[German]A brief note/question for administrators in the business environment who run Windows 10 clients with Bitlocker enabled. Do you experience increased Bitlocker recovery after installing secure boot security update KB4535680 from Jan. 2021? Microsoft’s recommendation is not to install the security update for the time being until a fix is available.
What is security update KB4535680 for?
I had mentioned security update KB4535680 (Security update for Secure Boot DBX: January 12, 2021) in the blog post Windows Security Update KB4535680 for Secure Boot (DBX). It is a security update for Secure Boot (DBX), which can be used by Windows on UEFI machines. Security update KB4535680 is available for the following Windows versions when installed on UEFI hardware.
- Windows Server 2012 x64-bit
- Windows Server 2012 R2 x64-bit
- Windows 8.1 x64-bit
- Windows Server 2016 x64-bit
- Windows Server 2019 x64-bit
- Windows 10, version 1607 x64-bit
- Windows 10, version 1803 x64-bit
- Windows 10, version 1809 x64-bit
- Windows 10, version 1909 x64-bit
Windows 7 or 32-bit Windows versions are not supported. The background to update KB4535680: Windows devices with UEFI (Unified Extensible Firmware Interface)-based firmware can operate with Secure Boot enabled. The Secure Boot Forbidden Signature Database (DBX) prevents the loading of UEFI modules.
The reason for this update: A vulnerability has been found that allows security features in Secure Boot to be bypassed. An attacker who successfully exploited this vulnerability could bypass Secure Boot and load untrusted software. Details about this vulnerability can be found in CVE-2020-0689 | Microsoft Secure Boot Security Feature Bypass Vulnerability.
Within the blog post Windows Secure Boot (DBX) Update KB4535680 offered on BIOS Systems I had addressed the question why this update is also offered on BIOS systems, but was satisfied with the explanation that the update is installed there, but not loaded.

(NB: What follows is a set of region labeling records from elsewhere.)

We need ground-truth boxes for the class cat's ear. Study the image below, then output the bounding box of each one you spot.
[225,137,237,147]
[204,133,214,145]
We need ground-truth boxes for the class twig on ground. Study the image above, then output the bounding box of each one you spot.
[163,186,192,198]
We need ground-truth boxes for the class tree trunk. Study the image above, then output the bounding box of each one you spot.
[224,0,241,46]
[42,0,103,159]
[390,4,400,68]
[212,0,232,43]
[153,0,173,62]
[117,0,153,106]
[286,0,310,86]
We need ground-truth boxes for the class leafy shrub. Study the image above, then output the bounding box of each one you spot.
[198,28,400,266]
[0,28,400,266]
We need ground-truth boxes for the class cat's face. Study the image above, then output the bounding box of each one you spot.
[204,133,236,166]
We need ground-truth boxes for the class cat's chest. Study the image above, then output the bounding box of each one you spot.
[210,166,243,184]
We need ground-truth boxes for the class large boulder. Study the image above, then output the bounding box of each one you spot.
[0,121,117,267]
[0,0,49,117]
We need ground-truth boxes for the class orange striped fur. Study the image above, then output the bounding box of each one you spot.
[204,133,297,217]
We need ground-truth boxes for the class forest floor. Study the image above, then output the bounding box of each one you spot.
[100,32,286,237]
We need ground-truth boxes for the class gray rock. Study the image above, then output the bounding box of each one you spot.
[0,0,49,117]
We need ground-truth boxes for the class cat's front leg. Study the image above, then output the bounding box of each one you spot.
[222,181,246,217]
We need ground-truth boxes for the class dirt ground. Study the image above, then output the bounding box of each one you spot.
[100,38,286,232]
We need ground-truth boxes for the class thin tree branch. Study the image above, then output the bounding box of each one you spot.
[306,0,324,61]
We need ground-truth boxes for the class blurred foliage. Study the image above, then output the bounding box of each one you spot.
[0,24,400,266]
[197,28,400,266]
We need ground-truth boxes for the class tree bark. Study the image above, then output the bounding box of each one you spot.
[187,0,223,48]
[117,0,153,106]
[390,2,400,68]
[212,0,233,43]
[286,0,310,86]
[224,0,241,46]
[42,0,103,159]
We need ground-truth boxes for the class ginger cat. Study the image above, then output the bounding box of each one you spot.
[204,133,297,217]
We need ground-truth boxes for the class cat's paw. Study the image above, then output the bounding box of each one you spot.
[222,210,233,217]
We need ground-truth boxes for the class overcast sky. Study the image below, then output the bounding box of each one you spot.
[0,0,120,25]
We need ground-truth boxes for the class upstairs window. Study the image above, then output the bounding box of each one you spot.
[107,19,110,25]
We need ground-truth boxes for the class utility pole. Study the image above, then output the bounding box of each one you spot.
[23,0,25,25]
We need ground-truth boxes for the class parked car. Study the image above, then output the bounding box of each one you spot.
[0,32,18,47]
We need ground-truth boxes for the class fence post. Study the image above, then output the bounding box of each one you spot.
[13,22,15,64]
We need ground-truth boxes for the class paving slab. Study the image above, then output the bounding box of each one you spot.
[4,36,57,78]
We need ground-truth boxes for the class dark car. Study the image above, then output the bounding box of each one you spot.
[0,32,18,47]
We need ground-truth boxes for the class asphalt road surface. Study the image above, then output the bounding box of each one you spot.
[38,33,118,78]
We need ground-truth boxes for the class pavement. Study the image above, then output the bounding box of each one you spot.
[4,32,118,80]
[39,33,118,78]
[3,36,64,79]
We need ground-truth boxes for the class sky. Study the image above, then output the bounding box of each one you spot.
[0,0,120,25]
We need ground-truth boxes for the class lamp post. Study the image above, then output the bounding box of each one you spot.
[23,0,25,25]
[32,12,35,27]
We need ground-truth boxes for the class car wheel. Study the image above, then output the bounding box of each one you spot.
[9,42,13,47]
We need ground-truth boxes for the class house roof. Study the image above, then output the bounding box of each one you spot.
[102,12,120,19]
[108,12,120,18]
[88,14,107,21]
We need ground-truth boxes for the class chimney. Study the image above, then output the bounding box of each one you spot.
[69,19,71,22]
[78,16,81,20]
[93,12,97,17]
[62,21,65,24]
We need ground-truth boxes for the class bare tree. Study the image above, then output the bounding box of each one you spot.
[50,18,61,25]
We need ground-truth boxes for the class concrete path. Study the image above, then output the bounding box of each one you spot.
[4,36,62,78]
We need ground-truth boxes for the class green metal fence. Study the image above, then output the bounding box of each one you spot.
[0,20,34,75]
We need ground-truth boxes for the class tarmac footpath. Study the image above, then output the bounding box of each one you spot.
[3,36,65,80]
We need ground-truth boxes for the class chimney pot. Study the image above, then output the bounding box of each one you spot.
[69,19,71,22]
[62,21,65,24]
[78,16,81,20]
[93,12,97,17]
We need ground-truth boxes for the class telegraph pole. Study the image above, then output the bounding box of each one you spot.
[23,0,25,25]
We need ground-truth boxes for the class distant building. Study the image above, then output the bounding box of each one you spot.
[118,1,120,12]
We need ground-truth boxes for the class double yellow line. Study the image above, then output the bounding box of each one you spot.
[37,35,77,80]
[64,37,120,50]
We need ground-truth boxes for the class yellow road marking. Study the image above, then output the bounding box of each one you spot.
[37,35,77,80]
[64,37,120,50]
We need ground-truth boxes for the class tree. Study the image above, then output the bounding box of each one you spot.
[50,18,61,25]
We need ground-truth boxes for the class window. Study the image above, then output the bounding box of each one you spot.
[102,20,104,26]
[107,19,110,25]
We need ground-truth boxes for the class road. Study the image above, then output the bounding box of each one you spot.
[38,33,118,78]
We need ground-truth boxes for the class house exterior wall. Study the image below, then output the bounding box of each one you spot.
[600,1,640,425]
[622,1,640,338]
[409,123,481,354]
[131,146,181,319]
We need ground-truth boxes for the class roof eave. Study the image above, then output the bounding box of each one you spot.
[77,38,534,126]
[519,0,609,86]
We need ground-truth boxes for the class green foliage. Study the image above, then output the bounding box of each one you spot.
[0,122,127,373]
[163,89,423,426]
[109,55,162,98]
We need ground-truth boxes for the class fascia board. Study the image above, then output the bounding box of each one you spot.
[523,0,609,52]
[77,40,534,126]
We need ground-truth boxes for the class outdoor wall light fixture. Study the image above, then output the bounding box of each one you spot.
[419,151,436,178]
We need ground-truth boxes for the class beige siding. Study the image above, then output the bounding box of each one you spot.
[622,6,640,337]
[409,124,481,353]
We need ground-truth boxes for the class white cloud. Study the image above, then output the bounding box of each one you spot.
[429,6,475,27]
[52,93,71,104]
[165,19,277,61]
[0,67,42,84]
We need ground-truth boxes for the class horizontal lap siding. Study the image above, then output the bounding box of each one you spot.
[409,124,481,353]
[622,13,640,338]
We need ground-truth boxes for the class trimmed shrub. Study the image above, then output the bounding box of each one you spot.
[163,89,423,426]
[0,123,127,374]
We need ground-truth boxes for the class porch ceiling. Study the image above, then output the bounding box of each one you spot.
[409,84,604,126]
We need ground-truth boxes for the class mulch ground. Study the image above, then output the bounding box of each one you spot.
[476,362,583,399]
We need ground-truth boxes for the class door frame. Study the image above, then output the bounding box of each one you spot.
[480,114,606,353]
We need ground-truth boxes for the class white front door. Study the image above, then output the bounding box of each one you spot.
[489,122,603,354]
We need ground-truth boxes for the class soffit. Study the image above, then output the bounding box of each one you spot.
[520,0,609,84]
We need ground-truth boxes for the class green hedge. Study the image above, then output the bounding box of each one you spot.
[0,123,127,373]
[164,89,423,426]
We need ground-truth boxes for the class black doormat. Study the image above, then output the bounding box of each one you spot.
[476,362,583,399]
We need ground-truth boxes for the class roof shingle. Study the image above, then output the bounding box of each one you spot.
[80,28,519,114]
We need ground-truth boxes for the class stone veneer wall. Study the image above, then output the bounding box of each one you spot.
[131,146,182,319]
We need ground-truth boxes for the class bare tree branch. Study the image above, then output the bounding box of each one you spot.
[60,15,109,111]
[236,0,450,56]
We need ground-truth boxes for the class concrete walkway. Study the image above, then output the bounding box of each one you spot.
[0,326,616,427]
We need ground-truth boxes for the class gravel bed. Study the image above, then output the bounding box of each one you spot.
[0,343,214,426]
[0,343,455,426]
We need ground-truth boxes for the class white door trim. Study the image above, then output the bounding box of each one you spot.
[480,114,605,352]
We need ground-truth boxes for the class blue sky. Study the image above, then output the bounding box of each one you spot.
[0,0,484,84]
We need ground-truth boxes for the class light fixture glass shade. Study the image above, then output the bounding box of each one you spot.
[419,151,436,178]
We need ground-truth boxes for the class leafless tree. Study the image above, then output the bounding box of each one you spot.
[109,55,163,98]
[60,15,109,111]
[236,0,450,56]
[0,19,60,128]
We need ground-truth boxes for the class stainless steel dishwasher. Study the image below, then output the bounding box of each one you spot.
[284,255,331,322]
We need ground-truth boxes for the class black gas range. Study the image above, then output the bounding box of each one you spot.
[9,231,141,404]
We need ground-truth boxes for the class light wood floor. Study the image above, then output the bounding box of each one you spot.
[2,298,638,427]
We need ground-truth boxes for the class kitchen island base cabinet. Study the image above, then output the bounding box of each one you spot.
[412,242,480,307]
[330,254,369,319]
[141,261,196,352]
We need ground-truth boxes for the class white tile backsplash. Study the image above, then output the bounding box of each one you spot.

Update KB4535680 may trigger a Bitlocker Recovery
Dieter Haimann raises the question on Twitter whether other users also increasingly notice a Bitlocker recovery after installing the update KB4535680? He has run into the issues with various machines and asks for viable solutions if thousands of devices are affected.
Other users respond to this question in a tweet. What about you guys, are there any issues detected? Thanks to Karl for the tip.
HP devices affected
Microsoft has listed a specific scenario in the “Known issues” where this recovery key request occurs at boot. There they wrote:
If BitLocker Group Policy Configure TPM platform validation profile for native UEFI firmware configurations is enabled and PCR7 is selected by policy, it may result in the BitLocker recovery key being required on some devices where PCR7 binding is not possible.
To view the PCR7 binding status, run the Microsoft System Information (Msinfo32.exe) tool with administrative permissions. Microsoft describes a workaround (suspend BitLocker für 1 reboot cycle using the administrators console on affected systems. But in the thread with the above tweet is the note that someone is facing the issue on 400 older devices with HP BIOS/UEFI chips. Further feedback paints the picture that the problem is more prevalent on older HP devices. Currently, Microsoft’s recommendation (so I gather from the tweets) is to block the update to SCCM etc. for distribution until a solution is found.